Un peu plus nous allions faire un tour en Nouvelle Zélande ; en quittant la Calédonie, nous avons couru dans le Sud pour quitter les vents alizés qui étaient droit debout pour aller à Taïti et prendre les vents généraux qui soufflent surtout de l’Ouest. Mais nous avons été contrariés et les vents d’Est nous ont conduits si bas qu’un peu plus le Commandant se décidait à relâcher en Nouvelle Zélande ou à passer dans le détroit de Cook qui sépare les deux îles principales du groupe. Enfin hier soir, les vents ont commencé à tourner et maintenant nous faisons route pour Taïti. Cette mauvaise chance n’a été que la suite des autres que nous avons eues en quittant Port de France ; nous avons d’abord été retenus deux jours par les calmes, enfin le troisième comme il y avait de la brise nous pensions pouvoir en profiter, quoiqu’elle fût contraire, le Commandant appareilla. Une demie heure après nous étions mouillés très près de l’entrée, la brise avait joué au moment où nous avions viré et plutôt que nous mettre sur les roches il avait fallu laisser tomber une ancre. Mais le « petit vapeur » n’était pas là pour des prunes, il vint nous prendre et à sa remorque nous sortîmes des passes et du récif.
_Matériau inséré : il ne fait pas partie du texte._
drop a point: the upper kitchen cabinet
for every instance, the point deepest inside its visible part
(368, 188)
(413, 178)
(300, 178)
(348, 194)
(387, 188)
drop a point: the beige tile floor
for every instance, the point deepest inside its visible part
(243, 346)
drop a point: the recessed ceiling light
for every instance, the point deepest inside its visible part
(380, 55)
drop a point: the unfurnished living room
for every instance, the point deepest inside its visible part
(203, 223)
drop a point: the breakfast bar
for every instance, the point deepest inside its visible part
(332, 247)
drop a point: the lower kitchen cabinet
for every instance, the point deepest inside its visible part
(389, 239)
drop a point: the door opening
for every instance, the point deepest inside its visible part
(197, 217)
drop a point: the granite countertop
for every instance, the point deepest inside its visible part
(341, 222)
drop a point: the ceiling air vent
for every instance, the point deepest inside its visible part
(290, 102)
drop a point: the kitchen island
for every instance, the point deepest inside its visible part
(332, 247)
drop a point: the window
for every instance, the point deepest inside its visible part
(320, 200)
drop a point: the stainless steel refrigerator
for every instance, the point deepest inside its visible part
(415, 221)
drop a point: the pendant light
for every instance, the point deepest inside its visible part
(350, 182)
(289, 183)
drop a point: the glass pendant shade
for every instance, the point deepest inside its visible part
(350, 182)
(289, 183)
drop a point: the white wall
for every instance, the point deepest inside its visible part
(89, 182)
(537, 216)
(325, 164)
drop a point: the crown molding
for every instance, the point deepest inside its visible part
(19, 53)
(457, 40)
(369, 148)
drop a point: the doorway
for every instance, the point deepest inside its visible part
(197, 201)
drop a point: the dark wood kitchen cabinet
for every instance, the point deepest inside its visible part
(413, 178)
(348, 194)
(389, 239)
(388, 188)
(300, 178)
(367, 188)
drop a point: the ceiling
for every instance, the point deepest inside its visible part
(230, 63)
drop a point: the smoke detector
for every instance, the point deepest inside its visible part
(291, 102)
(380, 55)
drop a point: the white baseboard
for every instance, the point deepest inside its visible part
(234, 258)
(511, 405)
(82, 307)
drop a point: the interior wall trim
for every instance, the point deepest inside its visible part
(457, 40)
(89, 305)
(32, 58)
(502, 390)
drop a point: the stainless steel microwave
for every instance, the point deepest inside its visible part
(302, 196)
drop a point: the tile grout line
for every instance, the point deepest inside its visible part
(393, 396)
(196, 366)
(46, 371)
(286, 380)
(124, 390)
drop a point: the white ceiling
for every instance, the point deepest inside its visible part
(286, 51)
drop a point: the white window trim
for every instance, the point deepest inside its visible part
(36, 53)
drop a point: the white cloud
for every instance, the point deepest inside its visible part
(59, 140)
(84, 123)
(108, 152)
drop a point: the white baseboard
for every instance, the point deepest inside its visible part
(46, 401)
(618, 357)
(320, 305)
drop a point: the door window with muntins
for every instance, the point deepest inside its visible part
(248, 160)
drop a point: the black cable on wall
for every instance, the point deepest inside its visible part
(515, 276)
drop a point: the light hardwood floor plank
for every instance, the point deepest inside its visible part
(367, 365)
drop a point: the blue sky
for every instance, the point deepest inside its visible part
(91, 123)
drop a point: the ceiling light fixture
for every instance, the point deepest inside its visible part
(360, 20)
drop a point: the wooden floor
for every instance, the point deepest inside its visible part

Une chose assez curieuse c’était de voir à la mer ce pauvre aviso près de notre grosse frégate, tandis que nous ne commencions qu’à rouler et que la Sibylle se balançait majestueusement, le Coëtlogon dansait comme un beau diable au point que par moment on apercevait tout son pont de notre gaillard d’avant.
Nos disciplinaires ne vont pas mal, comme ils sont menés par les sergents et les caporaux du cadre de leur compagnie, ils marchent assez bien ; du reste, sauf les condamnés, ils rentrent en France libérés du service et ils ne demandent qu’à bien aller. Il y avait plusieurs musiciens parmi eux, on leur a donné les instruments que le bord a achetés à la musique d’Artillerie de Lorient et ils nous ont monté une musique qui commence à jouer assez bien les quadrilles et autres danses. Du reste il n’y manque rien, d’un tambour on a fait une grosse caisse, avec une feuille de cuivre à doublage on a confectionné des cymbales qui ont un son détestable, on a construit un triangle qui sonne comme des pincettes. En détail ces instruments n’ont pas un son bien beau mais en masse c’est fort joli.
On ne danse plus comme par le passé, quand nous avons traversé l’Atlantique non seulement l’équipage profitait de la musique, l’État-major et les élèves particulièrement sautaient à qui mieux mieux ; maintenant personne ne compromet plus sa dignité.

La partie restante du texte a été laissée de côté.